NATIONAL LABOR RELATIONS COMMISSION and
REPUBLIC ASAHI GLASS CORPORATION
442 SCRA 465 (2004)

Substantial evidence must support the dismissal of an employee on the ground of “loss of trust and confidence”.

Petitioner Adelino Felix was hired by the Republic Asahi Glass Corporation as a Cadet Engineer. Sometime in 1992, Felix was offered a chance to train and qualify for the position of Assistant Manager but he declined and waived the opportunity to the one who was next-in-line. By Felix’s claim, he was asked by certain officers of the company to resign and accept a separation package, failing which he would be terminated for loss of confidence.

Felix, however, refused to resign and accept separation benefits, drawing the officers of the company to, by his claim, start harassing him. Thus, he was not given work and another employee, Mr. Elmer Tacata, was assigned to take over his post and function. Unable to withstand the manner by which he was being treated by the company, Felix, through his lawyer, warned the Republic Asahi Glass Corporation about the illegality of its actions. Felix attributed the company’s harassment against him to his being a member of the supervisory union then being formed. The Republic Asahi Glass Corporation subsequently terminated Felix’x services for loss of trust and confidence.

Felix thus lodged a complaint for illegal dismissal. The Labor Arbiter dismissed Felix’s complaint. On appeal, the National Labor Relations Commission (NLRC) dismissed Felix’s complaint for lack of merit. The Court of Appeals likewise dismissed the complaint.

ISSUE:
Whether or not the company’s loss of trust and confidence is founded on facts established by substantial and competent evidence

HELD:
The rule is that high respect is accorded to the findings of fact of quasi-judicial agencies, more so in the case at bar where both the Labor Arbiter and the NLRC share the same findings. The rule is not however, without exceptions one of which is when the findings of fact of the labor officials on which the conclusion was based are not supported by substantial evidence. The same is true when it is perceived that far too much is concluded, inferred or deducted from bare facts adduced in evidence.
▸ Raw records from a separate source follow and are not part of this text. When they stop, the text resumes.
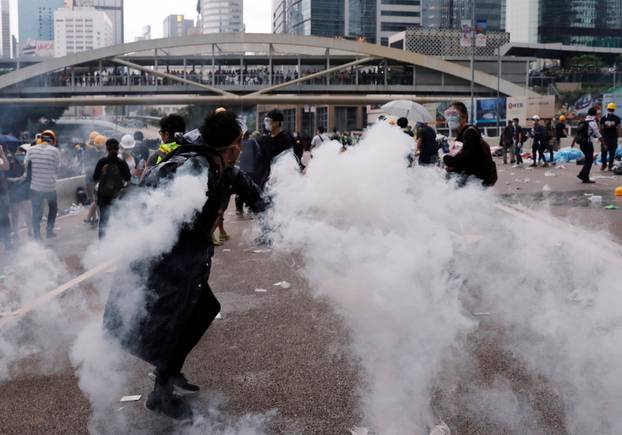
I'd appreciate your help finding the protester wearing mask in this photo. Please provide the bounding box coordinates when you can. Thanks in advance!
[8,144,32,240]
[256,109,300,189]
[443,101,497,186]
[26,130,61,240]
[93,139,132,239]
[104,111,266,419]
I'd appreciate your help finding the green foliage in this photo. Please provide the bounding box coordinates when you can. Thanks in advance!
[0,106,67,137]
[570,54,605,69]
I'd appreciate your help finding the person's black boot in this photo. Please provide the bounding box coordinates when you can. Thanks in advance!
[145,379,192,420]
[173,373,201,396]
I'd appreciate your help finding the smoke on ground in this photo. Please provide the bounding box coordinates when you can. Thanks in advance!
[271,125,622,434]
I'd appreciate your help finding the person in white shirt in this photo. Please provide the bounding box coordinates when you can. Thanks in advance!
[311,125,330,151]
[25,130,61,240]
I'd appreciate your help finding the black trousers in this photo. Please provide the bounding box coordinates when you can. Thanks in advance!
[577,142,594,181]
[157,278,220,383]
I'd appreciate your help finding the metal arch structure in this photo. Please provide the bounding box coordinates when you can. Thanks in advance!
[0,33,537,105]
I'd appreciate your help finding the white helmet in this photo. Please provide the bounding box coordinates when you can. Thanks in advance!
[121,134,136,150]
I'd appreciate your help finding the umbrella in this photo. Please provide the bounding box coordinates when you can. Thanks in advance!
[382,100,434,124]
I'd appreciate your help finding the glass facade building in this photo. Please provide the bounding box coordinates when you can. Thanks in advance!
[538,0,622,47]
[346,0,378,43]
[421,0,508,32]
[18,0,65,43]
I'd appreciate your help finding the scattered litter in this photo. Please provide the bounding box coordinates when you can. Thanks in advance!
[121,394,143,402]
[430,420,451,435]
[594,175,618,180]
[274,281,292,289]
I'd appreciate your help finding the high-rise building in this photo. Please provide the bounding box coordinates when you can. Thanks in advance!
[134,25,151,41]
[0,0,11,57]
[506,0,622,47]
[18,0,64,44]
[54,8,113,57]
[162,15,194,38]
[538,0,622,47]
[70,0,124,44]
[272,0,421,45]
[198,0,244,33]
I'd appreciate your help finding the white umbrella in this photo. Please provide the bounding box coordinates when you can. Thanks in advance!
[382,100,434,124]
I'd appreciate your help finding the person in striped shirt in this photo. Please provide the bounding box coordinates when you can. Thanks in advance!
[26,130,61,240]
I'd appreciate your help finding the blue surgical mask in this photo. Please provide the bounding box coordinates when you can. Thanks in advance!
[447,115,460,130]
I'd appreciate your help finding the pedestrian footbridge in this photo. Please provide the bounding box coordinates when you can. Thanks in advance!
[0,33,532,105]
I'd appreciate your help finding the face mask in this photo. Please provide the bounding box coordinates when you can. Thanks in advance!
[447,115,460,130]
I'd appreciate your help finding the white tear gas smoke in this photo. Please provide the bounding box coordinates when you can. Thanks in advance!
[0,242,73,382]
[271,125,622,434]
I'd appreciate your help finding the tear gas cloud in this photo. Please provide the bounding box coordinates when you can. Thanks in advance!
[271,125,622,434]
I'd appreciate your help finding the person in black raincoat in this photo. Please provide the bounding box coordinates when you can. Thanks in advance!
[104,111,266,419]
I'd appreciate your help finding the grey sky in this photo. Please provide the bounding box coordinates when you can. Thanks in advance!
[6,0,272,42]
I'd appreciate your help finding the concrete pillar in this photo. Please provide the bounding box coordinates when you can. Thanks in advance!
[356,106,367,130]
[294,106,304,131]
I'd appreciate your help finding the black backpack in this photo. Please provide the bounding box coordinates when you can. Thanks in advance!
[575,121,590,145]
[97,162,124,199]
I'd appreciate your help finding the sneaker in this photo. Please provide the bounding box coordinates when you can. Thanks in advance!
[145,385,192,420]
[173,373,201,396]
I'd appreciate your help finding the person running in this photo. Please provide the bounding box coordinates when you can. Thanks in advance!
[256,109,300,189]
[93,139,132,239]
[146,114,186,169]
[443,101,497,187]
[104,107,266,419]
[25,130,61,240]
[499,121,516,165]
[600,103,620,171]
[530,115,548,168]
[571,107,604,184]
[513,118,527,165]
The employer’s evidence, although not required to be of such degree as that required in criminal cases i.e. proof beyond reasonable doubt, must be substantial – it must clearly and convincingly establish the facts upon which loss of confidence in the employee may be made to rest. In the case at bar, the company failed to discharge this burden.

Felix was hastily dismissed by ASAHI as the former was not given adequate time to prepare for his defense but was preemptorily dismissed even without any formal investigation or hearing. It is settled that where the employee denies the charges against him, a hearing is necessary to thresh out any doubt. The failure of the company to give petitioner, who denied the charges against him, the benefit of a hearing and an investigation before his termination constitutes an infringement of his constitutional right to due process.

It bears emphasis that the matter of determining whether the cause for dismissal is justified on the ground of loss of confidence cannot be left entirely to the employer. Impartial tribunals do not only rely on the statement made by the employer that there is ―loss of confidence‖ unless duly proved or sufficiently substantiated.

At all events, even if all the allegations are true, they are not of such nature to merit the penalty of dismissal given the 14 years in service of Felix. Dismissal is unduly harsh and grossly disproportionate to the charges. This rule on proportionality – that the penalty imposed should commensurate to the gravity of the offense – has been observed in a number of cases.

There being no basis in law or in fact justifying Felix’s dismissal on the basis of loss of trust and confidence, his dismissal was illegal.